Why do we care about $ \mathcal O $? It is because, in some sense, $ \mathcal O $ has "all of the relevant information" about the arithmetic of the field $ K $. You may think of each $ \mathcal O_v $ as capturing a piece of the behavior, and taking intersections allows you to capture all of it in a single subring of $ K $. If $ \mathcal O $ was any smaller than it was here, then we would once again lose sight of the behavior of primes dividing the conductor of this order. For instance, the subring $ \mathbf Z[\sqrt{5}] $ of $ \mathbf Q(\sqrt{5}) $ gives us incorrect information about the behavior of $ 2 $ in this field: it tells us that $ 2 $ should be ramified, while it is not.

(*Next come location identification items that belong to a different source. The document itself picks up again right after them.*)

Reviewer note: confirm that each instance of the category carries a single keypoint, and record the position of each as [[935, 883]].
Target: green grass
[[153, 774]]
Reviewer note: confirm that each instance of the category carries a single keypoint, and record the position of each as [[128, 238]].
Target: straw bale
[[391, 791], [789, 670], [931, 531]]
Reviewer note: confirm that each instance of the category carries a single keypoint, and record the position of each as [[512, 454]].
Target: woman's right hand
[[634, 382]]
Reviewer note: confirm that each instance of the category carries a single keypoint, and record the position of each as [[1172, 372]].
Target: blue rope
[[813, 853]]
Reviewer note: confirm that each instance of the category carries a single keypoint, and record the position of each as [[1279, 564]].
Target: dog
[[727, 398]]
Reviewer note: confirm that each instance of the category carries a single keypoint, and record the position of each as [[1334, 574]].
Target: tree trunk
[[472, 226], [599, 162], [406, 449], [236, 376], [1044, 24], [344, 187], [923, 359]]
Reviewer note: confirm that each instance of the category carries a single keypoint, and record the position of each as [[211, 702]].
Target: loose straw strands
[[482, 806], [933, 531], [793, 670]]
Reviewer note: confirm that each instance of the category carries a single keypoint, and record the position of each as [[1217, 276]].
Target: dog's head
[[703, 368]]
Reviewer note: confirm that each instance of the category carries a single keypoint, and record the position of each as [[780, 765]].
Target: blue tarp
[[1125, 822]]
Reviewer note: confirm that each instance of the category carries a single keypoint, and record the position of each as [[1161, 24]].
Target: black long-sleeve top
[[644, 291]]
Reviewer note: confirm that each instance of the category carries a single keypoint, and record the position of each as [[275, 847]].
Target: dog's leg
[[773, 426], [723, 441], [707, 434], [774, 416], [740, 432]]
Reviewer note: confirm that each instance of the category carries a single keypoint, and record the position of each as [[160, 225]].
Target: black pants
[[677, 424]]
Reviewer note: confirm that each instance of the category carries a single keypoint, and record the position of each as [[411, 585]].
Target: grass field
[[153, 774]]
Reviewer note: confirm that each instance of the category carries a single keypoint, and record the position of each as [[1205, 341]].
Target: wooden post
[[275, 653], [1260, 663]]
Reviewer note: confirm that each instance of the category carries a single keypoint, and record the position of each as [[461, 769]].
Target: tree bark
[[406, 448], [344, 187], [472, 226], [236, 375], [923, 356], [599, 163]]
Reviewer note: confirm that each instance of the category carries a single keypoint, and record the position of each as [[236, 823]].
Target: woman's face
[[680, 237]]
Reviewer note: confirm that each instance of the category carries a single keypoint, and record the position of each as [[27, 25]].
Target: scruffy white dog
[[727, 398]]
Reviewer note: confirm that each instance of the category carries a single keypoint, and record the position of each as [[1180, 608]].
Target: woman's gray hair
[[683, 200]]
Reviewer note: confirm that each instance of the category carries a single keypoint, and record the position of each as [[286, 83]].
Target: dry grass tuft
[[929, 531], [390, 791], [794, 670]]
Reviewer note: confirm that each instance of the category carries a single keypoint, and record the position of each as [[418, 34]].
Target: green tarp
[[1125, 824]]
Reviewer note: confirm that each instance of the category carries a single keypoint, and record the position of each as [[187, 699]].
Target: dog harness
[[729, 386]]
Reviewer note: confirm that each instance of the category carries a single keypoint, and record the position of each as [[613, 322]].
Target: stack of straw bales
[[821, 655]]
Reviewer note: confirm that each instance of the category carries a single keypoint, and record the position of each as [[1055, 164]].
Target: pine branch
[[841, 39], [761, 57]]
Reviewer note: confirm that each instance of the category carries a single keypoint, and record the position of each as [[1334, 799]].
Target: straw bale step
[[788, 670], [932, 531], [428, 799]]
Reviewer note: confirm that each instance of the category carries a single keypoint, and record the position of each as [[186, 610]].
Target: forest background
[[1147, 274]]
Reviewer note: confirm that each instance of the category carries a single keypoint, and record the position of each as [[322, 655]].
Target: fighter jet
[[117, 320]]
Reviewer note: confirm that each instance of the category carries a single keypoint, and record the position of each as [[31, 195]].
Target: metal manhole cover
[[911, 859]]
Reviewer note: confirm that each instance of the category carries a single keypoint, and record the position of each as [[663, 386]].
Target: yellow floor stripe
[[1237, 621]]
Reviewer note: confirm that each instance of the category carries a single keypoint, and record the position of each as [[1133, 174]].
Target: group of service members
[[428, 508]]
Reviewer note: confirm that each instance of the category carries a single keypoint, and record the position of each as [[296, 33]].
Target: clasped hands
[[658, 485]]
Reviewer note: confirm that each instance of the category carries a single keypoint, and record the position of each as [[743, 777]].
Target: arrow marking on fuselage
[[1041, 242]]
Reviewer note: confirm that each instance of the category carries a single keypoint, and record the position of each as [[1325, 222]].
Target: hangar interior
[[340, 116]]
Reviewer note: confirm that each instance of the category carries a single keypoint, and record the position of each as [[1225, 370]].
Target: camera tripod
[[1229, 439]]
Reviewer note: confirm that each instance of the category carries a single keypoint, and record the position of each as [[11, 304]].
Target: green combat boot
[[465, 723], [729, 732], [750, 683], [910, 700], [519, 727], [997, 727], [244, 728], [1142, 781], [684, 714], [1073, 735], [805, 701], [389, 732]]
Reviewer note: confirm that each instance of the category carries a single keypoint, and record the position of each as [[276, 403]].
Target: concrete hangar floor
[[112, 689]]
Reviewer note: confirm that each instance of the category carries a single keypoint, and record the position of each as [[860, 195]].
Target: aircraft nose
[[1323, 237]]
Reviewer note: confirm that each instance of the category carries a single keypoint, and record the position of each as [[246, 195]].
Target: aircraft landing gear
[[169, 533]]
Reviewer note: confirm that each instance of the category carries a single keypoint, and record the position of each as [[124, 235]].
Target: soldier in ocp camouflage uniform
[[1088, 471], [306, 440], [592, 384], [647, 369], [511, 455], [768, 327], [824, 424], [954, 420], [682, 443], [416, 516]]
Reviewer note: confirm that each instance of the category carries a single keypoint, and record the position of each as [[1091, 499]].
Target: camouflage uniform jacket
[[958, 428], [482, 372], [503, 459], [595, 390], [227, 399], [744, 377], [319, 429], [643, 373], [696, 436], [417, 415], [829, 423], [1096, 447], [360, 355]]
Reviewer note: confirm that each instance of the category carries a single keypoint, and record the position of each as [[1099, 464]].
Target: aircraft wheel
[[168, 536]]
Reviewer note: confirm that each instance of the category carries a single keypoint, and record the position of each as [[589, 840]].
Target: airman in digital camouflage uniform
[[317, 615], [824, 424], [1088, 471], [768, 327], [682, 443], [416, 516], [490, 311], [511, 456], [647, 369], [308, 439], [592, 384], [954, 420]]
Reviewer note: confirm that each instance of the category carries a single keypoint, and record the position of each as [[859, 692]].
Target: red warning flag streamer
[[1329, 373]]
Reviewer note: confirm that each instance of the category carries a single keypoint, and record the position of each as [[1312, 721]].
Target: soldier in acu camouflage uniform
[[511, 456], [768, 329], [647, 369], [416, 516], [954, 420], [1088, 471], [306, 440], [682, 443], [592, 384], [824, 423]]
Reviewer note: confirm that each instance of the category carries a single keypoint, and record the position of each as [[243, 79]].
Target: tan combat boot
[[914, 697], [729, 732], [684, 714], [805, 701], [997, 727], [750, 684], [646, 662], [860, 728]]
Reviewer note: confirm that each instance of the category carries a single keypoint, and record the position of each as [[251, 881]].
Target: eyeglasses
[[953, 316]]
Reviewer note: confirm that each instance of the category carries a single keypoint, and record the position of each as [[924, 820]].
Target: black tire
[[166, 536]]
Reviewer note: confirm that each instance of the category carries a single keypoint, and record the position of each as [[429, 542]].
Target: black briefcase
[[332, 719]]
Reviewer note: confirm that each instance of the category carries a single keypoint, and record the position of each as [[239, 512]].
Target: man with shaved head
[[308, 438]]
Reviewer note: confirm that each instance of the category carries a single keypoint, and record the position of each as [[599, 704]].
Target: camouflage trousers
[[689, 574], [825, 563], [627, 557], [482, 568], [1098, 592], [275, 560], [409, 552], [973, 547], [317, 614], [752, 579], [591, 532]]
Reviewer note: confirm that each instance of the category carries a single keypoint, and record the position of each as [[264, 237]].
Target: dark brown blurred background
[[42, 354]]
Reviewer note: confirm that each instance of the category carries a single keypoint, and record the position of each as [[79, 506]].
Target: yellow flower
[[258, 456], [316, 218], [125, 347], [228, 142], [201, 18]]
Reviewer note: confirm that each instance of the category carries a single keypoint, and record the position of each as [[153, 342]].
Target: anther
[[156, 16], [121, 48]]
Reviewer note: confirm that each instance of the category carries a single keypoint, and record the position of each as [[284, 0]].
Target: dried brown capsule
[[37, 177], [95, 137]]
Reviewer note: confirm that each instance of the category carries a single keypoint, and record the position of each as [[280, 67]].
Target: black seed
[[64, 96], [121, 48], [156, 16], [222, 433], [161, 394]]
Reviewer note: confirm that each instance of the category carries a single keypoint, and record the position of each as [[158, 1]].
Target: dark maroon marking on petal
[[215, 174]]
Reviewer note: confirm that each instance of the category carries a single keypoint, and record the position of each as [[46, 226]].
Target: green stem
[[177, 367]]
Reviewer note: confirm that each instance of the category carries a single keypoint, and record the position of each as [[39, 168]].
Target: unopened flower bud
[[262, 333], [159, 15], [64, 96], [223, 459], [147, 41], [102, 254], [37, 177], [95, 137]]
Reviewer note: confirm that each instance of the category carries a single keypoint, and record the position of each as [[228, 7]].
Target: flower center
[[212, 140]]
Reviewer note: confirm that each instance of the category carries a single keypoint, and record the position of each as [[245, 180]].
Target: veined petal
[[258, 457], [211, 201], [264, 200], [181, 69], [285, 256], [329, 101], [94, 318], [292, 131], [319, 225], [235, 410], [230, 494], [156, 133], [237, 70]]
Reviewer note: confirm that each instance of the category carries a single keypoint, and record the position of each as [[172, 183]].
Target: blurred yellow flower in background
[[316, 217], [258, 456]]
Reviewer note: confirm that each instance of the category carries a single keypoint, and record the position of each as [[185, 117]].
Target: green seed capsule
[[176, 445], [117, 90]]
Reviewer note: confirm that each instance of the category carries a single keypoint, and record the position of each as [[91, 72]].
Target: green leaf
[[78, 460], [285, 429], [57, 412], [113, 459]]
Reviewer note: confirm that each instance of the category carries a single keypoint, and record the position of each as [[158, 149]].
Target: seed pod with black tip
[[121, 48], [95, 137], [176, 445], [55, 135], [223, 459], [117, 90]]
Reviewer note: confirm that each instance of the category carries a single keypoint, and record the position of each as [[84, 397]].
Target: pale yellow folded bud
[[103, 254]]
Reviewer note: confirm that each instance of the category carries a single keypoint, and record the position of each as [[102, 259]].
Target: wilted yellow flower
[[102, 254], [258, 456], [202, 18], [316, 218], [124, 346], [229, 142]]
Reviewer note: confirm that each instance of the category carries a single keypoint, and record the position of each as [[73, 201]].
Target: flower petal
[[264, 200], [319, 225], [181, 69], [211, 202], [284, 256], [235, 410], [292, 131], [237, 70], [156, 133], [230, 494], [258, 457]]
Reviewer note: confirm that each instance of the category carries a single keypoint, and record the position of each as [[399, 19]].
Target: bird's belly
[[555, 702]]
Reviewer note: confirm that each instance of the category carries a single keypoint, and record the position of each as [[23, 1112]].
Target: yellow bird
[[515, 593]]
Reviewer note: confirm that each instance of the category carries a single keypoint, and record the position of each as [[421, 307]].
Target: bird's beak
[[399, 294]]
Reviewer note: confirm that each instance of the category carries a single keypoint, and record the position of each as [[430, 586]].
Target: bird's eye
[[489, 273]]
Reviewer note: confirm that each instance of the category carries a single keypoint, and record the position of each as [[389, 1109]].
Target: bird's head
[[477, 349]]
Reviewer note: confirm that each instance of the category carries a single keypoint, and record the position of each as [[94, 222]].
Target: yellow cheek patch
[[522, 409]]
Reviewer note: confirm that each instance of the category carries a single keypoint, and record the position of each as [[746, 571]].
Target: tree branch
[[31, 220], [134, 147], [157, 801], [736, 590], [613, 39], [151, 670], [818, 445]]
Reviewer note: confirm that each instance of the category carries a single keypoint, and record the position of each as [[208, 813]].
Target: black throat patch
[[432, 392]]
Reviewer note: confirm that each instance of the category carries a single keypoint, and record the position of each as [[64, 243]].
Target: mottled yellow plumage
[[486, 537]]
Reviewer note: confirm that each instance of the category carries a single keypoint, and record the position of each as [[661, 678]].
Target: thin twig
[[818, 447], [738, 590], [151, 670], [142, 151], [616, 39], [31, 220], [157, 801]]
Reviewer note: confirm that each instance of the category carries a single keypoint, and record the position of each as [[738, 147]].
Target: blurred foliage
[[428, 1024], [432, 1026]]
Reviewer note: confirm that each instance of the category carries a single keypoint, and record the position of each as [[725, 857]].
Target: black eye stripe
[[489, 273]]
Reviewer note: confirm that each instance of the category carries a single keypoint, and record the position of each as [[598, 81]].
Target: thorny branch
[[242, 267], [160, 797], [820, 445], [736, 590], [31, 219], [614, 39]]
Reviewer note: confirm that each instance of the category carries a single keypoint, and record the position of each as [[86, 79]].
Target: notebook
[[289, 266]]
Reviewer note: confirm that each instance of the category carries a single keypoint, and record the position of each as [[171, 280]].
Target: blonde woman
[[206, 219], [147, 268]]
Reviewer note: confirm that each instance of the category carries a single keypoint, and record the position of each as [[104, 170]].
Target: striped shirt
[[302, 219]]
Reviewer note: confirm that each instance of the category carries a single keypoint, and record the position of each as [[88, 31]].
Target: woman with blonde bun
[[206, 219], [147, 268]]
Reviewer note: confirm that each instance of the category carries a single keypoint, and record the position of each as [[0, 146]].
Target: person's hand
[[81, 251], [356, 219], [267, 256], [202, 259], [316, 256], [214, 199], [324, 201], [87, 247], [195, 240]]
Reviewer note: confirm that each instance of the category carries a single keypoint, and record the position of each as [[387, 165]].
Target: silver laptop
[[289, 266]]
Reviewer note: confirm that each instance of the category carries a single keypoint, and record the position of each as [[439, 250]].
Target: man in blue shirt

Another way to justify the integral closure property is that if a domain has unique factorization of ideals, it is necessarily integrally closed (in fact, it is necessarily a Dedekind domain), as it must locally be a DVR everywhere, and integral closure is a local property. In this sense, to recover a weaker version of unique factorization requires us to impose the condition of integral closure on our ring, which we may again think of as a regularity condition. As the two other conditions for Dedekindness are always satisfied for finitely generated (over $\mathbf Z$) subrings of $ K $, we may take any integrally closed, finitely generated subring and work with it. If we try to take the largest such subring, this must be the integral closure of $ \mathbf Z $ in $ K $.
The short answer to your question is that we don't really care about integral closure in itself, but integral closure (like smoothness) turns out to be a regularity condition that's necessary for your objects to be sufficiently well behaved (in this case, subrings of $ K $ which have unique factorization of ideals). Integral extension, on the other hand, is often the "right" amount to extend the ground ring (precisely, this is the case if every valuation of the ground field extends to a valuation on the larger field, as it is with $ \mathbf Q $ and $ K $) if we care about understanding local behavior.